I loved my parents to the moon and back that Christmas morning, but not because they had given me an extravagant gift. I loved them becaus
e they listened to me. They knew what I liked and what my passions were. Better still, they believed in me.
I received one more gift – a Sarah McLachlan piano book. I stayed up all night penciling in the notes I didn’t know for the bass clef, and by the time the morning light shone through the bedroom window I could play the first bars of “Angel”. I played them over and over, tears in the corner of my eyes as the notes melted into each other, harmonizing at the command of my uneducated fingers.
After breakfast I headed back to the bedroom to keep working on the keyboard when Dad stopped me. “Bring it out here and play. I want to hear what you can do.” While I set up the stand Dad poured himself a fresh cup of coffee. He cozied up next to Mom, who was reading a book in her new slippers, and listened intently to my song.
CHAPTER TWENTY-SIX
Mom and I spent a long time living our lives following the same traditions and standards that had been followed when you were alive. At first we didn’t know any other way to behave. Later, when we realized we were becoming a family independent from you, we clung to what we thought you would have wanted us to do out of fear, regardless of how painful holding on had become.
We had been traveling to Missouri for Christmas for six years, so without really thinking about it, we booked our plane tickets to Saint Louis for our first Christmas without you. Neither of us had bought presents for the other, but it didn’t matter. We were in the throes of shock and depression; just keeping our heads above water took up all our strength. I doubted I would ever be able to buy Mom her slippers again.

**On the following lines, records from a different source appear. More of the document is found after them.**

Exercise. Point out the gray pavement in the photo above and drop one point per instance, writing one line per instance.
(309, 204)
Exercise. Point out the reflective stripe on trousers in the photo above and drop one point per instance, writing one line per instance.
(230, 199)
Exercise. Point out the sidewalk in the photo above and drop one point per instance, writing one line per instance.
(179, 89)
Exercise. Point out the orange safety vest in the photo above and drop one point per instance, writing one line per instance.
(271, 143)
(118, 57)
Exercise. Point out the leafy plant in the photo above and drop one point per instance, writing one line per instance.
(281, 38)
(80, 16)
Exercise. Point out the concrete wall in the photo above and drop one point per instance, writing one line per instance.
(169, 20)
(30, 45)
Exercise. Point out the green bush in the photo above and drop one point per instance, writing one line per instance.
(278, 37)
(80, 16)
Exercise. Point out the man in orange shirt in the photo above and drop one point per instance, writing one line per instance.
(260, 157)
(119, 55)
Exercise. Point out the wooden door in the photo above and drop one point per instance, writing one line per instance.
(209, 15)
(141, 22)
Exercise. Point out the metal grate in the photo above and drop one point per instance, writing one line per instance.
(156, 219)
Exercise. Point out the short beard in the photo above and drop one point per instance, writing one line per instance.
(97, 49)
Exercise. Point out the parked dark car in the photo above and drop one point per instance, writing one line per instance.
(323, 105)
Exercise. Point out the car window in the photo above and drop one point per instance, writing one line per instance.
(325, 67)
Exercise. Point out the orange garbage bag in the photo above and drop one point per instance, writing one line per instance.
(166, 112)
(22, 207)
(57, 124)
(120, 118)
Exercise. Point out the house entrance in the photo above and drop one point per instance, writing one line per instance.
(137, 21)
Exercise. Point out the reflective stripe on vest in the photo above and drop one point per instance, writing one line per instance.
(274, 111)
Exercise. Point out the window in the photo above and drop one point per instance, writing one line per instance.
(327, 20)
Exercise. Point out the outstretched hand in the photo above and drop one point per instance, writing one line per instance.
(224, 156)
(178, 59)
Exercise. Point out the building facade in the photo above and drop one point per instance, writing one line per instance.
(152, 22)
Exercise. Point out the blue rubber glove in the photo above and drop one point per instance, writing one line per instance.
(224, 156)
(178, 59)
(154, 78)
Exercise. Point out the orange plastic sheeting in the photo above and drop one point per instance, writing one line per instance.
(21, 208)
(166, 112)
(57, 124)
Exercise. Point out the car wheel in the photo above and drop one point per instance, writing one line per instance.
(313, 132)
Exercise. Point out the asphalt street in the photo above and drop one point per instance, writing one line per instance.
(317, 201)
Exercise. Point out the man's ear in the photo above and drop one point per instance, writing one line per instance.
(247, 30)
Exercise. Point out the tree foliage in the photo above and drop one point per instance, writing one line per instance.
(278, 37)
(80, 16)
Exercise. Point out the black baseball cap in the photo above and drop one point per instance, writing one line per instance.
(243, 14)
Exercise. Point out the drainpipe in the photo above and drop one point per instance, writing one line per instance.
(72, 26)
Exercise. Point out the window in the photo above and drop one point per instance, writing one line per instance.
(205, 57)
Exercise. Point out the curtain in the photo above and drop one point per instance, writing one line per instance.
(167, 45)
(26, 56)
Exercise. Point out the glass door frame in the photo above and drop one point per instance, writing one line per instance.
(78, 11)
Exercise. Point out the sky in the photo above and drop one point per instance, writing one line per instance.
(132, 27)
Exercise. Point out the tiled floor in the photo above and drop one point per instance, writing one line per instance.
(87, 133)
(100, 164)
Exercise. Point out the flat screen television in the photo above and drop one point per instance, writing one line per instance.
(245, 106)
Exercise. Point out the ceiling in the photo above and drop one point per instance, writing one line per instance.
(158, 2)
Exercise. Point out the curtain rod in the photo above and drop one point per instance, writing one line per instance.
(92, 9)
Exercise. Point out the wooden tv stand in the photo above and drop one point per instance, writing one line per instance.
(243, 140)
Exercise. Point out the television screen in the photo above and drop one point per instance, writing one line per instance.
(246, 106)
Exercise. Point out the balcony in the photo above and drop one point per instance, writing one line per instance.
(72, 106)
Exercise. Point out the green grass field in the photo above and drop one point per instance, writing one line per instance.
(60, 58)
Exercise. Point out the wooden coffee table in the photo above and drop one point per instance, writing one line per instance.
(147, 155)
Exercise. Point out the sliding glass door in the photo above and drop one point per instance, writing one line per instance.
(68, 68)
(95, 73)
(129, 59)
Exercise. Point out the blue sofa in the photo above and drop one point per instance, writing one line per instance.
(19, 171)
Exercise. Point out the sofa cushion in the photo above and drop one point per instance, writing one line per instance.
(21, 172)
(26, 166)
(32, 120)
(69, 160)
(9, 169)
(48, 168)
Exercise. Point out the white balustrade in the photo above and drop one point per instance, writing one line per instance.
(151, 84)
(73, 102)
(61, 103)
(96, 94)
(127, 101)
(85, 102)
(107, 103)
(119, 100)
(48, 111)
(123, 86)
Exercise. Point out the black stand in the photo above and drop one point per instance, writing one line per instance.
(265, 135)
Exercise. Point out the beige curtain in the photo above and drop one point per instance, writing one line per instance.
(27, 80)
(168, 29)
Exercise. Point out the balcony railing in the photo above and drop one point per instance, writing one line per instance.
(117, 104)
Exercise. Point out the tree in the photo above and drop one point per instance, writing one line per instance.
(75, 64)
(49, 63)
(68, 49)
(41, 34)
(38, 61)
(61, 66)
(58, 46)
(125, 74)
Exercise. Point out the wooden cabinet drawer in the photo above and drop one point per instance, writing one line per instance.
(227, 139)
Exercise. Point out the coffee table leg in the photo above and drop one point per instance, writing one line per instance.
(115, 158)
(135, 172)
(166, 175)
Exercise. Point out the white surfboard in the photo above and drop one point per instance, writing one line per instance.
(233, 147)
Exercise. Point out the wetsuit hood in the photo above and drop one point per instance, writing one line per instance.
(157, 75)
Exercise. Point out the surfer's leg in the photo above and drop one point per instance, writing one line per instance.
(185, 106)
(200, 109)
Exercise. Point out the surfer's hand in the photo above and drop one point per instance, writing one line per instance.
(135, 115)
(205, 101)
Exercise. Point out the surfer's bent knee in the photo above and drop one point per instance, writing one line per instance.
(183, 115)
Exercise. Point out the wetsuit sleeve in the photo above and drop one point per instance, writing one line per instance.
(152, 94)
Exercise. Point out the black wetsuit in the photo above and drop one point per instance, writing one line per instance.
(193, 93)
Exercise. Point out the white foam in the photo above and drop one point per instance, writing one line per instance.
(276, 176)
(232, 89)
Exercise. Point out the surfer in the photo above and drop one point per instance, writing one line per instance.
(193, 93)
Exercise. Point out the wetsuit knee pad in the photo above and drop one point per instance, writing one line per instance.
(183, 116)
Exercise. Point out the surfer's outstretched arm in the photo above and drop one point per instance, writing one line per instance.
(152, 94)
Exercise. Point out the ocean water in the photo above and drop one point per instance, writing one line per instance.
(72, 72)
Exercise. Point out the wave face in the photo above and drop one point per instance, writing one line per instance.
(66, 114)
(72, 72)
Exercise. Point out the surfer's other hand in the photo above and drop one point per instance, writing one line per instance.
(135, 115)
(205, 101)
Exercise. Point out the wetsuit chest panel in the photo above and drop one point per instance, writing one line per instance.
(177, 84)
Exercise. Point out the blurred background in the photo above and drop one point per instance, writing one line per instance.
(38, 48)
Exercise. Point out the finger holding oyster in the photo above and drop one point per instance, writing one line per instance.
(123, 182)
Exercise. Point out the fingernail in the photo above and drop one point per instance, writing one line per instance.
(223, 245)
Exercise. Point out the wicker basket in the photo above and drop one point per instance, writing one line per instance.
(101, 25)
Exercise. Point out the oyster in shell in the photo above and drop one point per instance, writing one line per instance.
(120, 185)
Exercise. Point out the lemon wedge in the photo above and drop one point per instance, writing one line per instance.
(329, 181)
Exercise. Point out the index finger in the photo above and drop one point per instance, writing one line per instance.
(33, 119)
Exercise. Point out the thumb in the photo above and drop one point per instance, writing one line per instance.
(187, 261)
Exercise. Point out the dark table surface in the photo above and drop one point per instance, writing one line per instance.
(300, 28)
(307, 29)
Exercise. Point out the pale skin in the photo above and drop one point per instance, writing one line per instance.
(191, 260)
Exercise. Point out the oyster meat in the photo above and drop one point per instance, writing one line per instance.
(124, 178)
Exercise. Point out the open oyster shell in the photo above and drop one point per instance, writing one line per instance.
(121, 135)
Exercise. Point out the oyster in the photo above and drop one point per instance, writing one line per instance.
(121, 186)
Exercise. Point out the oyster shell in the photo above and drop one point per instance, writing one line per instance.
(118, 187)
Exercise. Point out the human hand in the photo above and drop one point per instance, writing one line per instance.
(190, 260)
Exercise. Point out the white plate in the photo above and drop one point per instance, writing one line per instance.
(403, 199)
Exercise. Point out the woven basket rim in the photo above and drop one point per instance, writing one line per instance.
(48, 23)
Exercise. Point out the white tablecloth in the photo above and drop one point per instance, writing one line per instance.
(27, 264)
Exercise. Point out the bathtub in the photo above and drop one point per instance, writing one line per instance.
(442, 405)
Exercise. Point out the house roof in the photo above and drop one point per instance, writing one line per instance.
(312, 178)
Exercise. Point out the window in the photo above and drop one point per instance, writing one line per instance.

We arrived in Saint Louis on Christmas Eve. Grandma and Angela picked us up from the airport, and I saw the disappointment in their eyes when they hugged us hello. It was like we tricked them. As if the last six months had passed and they had believed during that time that they had merely fallen out of touch with you. Our presence, our thin bodies, tired eyes and fake smiles broke their comforting lie. I guess we all have moments when your loss unexpectedly slams into our hearts and becomes just a little bit more real; that moment came for your family when you didn’t return for Christmas.